It is time for Michigan to back up its talk of championships, or keep quiet.
Well, the two words guaranteed to heat up the Michigan vs. Michigan State rivalry have been uttered once again.
Fifth-year senior running back Fitzgerald Toussaint brought the phrase back out at a press conference earlier this week when discussing the nastiness of the annual in-state clash.
"We labeled them as a little brother. And, you know the little brother always want to prove themselves and try to beat up the big brother one day," Toussaint said, according to Mark Snyder of the Detroit Free Press. "I think they really take offense to that."
There is nothing wrong with a little chatter between a couple of programs that have disdain for one another. In fact, it is part of what makes college football's rivalries so great.
However, there is no reason why anyone associated with Michigan should be referring to Michigan State as "little brother." Over the past six years, the Spartans have all but eliminated the notion the Wolverines are the superior program in the Great Lakes State.
During this time frame, Michigan State boasts a 4-1 record against the Maize and Blue. The Spartans have won 31 Big Ten Conference games, while the Wolverines can only claim 19 league victories. Mark Dantonio's club won a share of the conference title in 2010. Michigan has not won a Big Ten Championship since 2004.
Sounds like the only little brother in this rivalry right now dons a winged helmet.
Make no mistake, these are not Bobby Williams' or John L. Smith's Michigan State Spartans anymore. This is a new era of football in East Lansing, one where Dantonio has placed a greater emphasis on beating the Wolverines than arguably any other coach in program history.
"I think Michigan State plays with a great deal of anger and intensity, and it's because of the way over the years Michigan has viewed them," ESPN's Kirk Herbstreit said, via Mike Griffith of MLive. "Mark Dantonio has lived that and he makes sure his team understands that."
At least when Mike Hart coined the phrase in 2007 Michigan had won eight of the past 10 meetings and were a year removed from a Rose Bowl appearance.
What have Toussaint and the Wolverines done since 2008 to think they are worthy of belittling an opponent, rival or not?
This is not just about the battle for the Paul Bunyan Trophy either. It is about how head coach Brady Hoke and the Wolverines have continued to talk a big game but have done close to nothing on the field to back it up.
What is Michigan? Being a mediocre team in the nation's weakest power conference? If not, there is no reason to believe otherwise, because that is exactly what the Wolverines are right now.
Do things appear to be changing? Absolutely. Hoke is cleaning up on the recruiting trail, most notably in the state of Michigan. Seven of the top 10 in-state prospects chose the Wolverines in 2012. Six more did the same in 2013, and three others have committed from the class of 2014.
Who will win this Saturday?
Elite-level talents like cornerback Jabrill Peppers, wide receiver George Campbell, running back Damien Harris and possibly defensive end Da'Shawn Hand could be exactly what Michigan needs to return to prominence.
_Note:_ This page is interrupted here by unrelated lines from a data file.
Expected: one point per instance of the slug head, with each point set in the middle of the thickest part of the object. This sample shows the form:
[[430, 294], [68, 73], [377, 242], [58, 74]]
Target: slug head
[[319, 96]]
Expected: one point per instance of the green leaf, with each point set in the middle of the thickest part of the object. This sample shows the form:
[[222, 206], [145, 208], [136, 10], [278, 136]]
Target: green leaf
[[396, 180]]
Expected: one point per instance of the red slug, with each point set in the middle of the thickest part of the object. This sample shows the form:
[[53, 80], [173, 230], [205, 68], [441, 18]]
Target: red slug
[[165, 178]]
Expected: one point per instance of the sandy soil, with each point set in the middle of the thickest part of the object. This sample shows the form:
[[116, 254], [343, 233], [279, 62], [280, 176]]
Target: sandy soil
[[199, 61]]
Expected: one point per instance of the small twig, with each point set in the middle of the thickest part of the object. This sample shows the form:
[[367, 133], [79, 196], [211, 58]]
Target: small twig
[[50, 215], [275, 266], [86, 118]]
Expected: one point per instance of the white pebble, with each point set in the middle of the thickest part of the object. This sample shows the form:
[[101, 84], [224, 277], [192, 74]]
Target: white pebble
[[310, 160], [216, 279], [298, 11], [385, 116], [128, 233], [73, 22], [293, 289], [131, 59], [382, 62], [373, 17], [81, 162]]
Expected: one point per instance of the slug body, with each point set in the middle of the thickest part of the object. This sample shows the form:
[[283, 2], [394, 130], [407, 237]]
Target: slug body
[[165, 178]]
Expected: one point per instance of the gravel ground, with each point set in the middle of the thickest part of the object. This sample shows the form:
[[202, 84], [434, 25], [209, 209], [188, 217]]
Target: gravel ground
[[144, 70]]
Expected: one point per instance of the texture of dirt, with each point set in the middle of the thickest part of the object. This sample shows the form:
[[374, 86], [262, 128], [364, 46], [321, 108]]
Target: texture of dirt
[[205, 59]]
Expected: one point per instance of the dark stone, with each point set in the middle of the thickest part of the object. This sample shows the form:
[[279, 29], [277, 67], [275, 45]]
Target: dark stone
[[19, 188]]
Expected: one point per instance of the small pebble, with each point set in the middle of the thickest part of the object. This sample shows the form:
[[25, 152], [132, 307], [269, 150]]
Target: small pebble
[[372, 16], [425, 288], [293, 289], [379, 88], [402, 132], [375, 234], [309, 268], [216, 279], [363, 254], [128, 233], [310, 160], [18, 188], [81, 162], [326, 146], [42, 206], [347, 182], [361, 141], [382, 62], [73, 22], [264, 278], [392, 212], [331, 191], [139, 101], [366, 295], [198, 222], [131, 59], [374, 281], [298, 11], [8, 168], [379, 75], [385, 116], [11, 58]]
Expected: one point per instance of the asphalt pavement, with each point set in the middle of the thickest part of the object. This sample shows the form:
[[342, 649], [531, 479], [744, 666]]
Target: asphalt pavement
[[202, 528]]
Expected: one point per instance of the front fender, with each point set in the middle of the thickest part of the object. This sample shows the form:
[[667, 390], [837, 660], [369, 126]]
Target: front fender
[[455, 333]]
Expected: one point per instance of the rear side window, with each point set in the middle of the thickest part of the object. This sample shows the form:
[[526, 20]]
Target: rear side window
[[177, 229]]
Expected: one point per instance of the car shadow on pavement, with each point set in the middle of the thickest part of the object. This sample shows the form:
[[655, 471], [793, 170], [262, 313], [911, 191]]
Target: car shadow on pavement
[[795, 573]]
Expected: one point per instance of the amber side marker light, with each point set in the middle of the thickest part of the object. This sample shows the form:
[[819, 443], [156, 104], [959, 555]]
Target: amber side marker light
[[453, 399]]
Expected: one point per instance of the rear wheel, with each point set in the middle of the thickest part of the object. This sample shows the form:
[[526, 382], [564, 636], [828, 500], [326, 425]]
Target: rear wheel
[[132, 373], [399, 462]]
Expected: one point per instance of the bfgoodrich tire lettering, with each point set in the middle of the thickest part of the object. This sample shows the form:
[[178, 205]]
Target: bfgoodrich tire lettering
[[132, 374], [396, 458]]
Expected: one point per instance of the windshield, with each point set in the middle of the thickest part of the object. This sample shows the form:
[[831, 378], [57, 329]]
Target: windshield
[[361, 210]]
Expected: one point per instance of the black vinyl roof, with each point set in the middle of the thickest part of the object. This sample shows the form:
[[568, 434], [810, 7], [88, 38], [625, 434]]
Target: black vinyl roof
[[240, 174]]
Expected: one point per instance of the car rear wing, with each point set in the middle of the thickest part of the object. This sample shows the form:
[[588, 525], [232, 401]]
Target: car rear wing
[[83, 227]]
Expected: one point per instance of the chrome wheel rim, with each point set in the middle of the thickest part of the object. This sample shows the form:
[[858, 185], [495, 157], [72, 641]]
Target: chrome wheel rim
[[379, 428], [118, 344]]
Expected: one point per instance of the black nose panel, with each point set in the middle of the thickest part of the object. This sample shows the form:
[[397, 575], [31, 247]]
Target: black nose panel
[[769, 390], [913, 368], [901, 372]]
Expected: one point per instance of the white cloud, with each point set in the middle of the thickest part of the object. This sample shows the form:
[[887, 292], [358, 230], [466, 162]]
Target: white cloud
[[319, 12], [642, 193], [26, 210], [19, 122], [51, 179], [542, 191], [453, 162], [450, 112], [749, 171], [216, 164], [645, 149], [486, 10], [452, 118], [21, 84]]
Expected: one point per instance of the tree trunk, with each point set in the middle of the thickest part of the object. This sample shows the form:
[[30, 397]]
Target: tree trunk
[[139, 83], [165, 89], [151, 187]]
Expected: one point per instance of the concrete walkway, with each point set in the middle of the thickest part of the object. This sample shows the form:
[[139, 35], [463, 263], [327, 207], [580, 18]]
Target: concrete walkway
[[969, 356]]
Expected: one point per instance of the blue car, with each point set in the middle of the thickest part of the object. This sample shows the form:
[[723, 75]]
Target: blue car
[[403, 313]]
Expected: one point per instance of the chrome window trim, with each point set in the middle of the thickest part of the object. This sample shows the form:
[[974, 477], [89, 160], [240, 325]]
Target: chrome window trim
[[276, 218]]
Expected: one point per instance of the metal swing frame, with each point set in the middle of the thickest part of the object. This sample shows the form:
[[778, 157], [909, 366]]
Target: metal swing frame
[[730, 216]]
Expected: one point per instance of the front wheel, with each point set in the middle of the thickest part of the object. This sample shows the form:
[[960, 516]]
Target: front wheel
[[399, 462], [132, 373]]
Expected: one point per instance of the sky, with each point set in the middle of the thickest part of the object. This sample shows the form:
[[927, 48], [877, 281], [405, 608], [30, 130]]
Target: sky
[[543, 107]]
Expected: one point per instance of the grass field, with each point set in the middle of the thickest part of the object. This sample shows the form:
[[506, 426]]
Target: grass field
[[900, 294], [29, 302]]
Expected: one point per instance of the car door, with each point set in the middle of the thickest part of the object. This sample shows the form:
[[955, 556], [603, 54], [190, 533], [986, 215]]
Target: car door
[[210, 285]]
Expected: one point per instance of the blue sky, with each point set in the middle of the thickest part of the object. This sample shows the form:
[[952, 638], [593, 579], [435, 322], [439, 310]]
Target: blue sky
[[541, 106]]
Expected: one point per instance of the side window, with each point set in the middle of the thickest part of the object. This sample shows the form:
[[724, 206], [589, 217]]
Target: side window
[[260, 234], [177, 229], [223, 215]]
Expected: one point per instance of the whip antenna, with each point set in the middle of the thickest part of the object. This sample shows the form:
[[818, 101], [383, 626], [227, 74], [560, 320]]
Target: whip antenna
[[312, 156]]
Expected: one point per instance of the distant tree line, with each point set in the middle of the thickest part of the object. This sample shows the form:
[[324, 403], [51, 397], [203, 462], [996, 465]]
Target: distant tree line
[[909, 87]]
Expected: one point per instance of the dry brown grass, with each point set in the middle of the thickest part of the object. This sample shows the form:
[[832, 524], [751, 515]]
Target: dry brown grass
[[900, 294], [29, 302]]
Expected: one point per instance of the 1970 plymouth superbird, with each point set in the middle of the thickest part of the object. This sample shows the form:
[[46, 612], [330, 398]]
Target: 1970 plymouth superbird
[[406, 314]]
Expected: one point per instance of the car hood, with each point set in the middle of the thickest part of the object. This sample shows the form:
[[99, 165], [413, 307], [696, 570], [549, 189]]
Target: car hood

Until these players actually bring the Wolverines back to the national stage, though, Hoke's recruiting success means absolutely nothing. Zip. Nada. Zilch.
Michigan has a chance to make a statement this Saturday in East Lansing. A second straight win over the Spartans would quiet the doubters and put Hoke and Co. in position to win the Legends Division in November.
Another loss to Michigan State would only further validate the notion the Maize and Blue are a shell of what they once were.
Team 134 has too much to prove to be spouting off about "little brother." Talk is cheap. It is time for Michigan to put up or shut up.